Entre sus manos sostenía un frasco de perfume de mujer de Carolina Herrera. Roció la esencia sobre su cuerpo desnudo, se atusó el cabello corto y rubio y se dirigió al salón.
El comisario Fritz había reconocido que los asesinatos debían ser obra de un artista, un exhibicionista, perfeccionista y obsesionado con los detalles. Era una buena descripción; Hammett se sentía de buen humor… ¡Qué generosa descripción le había hecho Fritz!
Comenzó a vestirse, despacio, sonriendo a la nada… tenía trabajo por delante. Recogió del suelo una mochila verde, donde había guardado una pequeña estatuilla del signo de libra, una novela de Ken Follet y una fotografía tomada diez años atrás en la recoleta isla mediterránea de Tabarca.
Se preguntó si el comisario Fritz sería capaz de reconocerle entre la marabunta de gente sentada en la terraza estival del restaurante Gloria. Una vez vestido, silbando un tema de Frank Sinatra, salió consultando su reloj. Tenía tiempo de sobra: Mariah Stahlen salía de trabajar a las 22:00… quedaba todavía más de tres cuartos de hora.

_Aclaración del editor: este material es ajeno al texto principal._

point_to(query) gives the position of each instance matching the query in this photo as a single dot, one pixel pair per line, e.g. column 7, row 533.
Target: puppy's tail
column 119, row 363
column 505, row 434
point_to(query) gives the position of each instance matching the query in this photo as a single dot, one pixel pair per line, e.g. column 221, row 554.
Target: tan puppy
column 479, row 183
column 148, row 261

Se preguntó, mientras tarareaba el estribillo de “New York, New York”, cuán hermosa quedaría su obra artística junto al cadáver de la pechugona camarera de origen polaco que se había negado a sonreírle unos días atrás cuando él le hiciera un cumplido de lo más caballeroso… eso no estuvo bien…

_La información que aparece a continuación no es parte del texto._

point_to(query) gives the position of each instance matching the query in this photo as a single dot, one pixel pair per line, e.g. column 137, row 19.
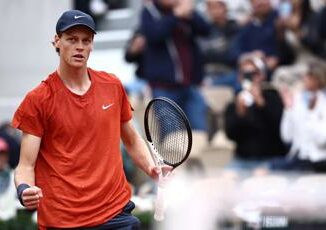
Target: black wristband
column 20, row 190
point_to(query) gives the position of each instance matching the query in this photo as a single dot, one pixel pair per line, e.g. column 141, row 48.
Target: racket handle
column 159, row 203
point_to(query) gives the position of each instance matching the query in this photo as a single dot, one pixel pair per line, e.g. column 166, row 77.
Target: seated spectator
column 303, row 29
column 220, row 66
column 134, row 51
column 252, row 121
column 303, row 123
column 8, row 200
column 260, row 34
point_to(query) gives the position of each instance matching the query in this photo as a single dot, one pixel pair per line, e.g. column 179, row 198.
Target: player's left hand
column 156, row 171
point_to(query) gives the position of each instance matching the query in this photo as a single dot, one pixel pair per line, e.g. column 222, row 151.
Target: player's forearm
column 24, row 174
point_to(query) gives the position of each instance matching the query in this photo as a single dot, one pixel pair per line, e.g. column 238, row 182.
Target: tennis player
column 70, row 167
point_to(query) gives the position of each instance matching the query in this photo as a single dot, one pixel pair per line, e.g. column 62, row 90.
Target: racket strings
column 169, row 132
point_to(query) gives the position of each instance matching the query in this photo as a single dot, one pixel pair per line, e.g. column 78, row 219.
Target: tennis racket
column 169, row 137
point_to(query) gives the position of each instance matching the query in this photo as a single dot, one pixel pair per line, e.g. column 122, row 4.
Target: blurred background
column 253, row 85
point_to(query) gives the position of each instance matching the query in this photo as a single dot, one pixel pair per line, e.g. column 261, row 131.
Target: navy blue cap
column 73, row 18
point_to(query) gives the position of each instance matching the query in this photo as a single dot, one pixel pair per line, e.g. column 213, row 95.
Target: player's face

Pensó que acaso, la siguiente protagonista de su extensa obra debiera ser la exuberante forense por la que todos los hombres parecían perder la cabeza…
Pensó Hammett si el comisario Fritz alabaría el resultado final, pues sabía lo que sentía por aquella mujer. Con ella, obviamente, tendría que esforzarse… de hecho, lo pensó mejor, Bettina Kreuzberg debía ser su gran obra maestra, la que le haría famoso en todo el mundo; la obra mayúscula que le haría brillar con luz propia en la posteridad.